Les variations hormonales chez les femmes peuvent-elles influencer leur comportement de jeu ? C’est précisément ce que des chercheurs britanniques se proposent de découvrir à travers une étude inédite qui pourrait révolutionner notre compréhension des addictions.
Une piste scientifique explorée pour la première fois
Un consortium de chercheurs du Royaume-Uni, associant la Gordon Moody Gambling Charity et l’University of Birmingham, a lancé un projet de recherche ambitieux visant à étudier si les fluctuations hormonales (comme pendant le cycle menstruel, l’ovulation, la ménopause ou après un accouchement) peuvent modifier la vulnérabilité des femmes aux comportements de jeu compulsif. Cette initiative, qui s’étalera sur plusieurs années, pourrait ouvrir de nouvelles voies pour la prévention et le traitement des problèmes de jeu chez les femmes.
Dr Rosalind Baker-Frampton, directrice clinique de Gordon Moody, décrit l’approche :
« Les femmes sont plus enclines à adopter des comportements à risque lors des fluctuations hormonales. Pendant l’ovulation et la semaine précédant les règles, on constate une augmentation de l’impulsivité.
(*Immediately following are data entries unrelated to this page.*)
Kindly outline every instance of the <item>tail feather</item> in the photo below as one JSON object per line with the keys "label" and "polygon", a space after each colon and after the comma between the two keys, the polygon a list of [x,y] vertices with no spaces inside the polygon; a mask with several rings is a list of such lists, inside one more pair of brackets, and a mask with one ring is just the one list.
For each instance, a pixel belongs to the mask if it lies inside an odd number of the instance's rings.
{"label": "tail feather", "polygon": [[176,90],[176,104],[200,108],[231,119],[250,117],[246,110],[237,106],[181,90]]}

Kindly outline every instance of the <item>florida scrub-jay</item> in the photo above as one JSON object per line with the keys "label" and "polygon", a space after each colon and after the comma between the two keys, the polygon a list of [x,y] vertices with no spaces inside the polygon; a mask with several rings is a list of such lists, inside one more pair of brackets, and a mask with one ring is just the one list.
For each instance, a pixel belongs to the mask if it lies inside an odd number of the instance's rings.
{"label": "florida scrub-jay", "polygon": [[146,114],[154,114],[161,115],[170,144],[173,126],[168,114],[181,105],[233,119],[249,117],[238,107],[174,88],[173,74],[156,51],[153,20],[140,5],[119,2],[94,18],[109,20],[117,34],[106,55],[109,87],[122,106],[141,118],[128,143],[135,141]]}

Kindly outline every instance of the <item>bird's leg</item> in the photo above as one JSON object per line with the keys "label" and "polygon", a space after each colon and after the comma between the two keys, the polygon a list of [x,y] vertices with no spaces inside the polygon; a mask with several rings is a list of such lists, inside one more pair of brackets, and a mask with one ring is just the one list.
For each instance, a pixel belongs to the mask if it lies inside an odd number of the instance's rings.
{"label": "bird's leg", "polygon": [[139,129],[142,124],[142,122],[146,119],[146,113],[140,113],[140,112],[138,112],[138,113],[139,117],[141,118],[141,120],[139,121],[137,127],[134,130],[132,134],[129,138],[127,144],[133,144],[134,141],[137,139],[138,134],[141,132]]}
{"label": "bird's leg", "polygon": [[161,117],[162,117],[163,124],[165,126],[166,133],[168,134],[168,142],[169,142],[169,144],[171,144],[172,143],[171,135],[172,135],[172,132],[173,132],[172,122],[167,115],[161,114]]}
Cela peut se traduire par une augmentation du temps passé à jouer, des dépenses plus importantes ou des tentatives pour récupérer les pertes. »
L’étude en cours ne se limite pas à documenter ce lien potentiel. Elle envisage aussi d’explorer si des approches médicales telles que l’usage de contraceptifs hormonaux ou de traitements de substitution pourraient atténuer ces effets comportementaux.
Le cycle menstruel et la prise de risque
Selon les premières constatations, certaines phases du cycle menstruel semblent particulièrement sensibles. Par exemple, la période juste avant les règles ou autour de l’ovulation serait associée à une impulsivité accrue. Cela se traduit, pour certaines, par une propension à jouer plus longtemps, à engager des sommes plus importantes ou à tenter de récupérer des pertes.
Kiki Marriott, l’une des femmes interviewées dans le cadre de cette initiative, raconte comment elle pouvait jouer plus de 24 heures d’affilée, au point d’ignorer des besoins essentiels comme faire des courses pour économiser pour dépenser plus en accès à internet et en l’électricité. Heureusement, son tournant s’est produit lorsqu’elle a contacté une ligne d’assistance spécialisée et intégré un centre de soins.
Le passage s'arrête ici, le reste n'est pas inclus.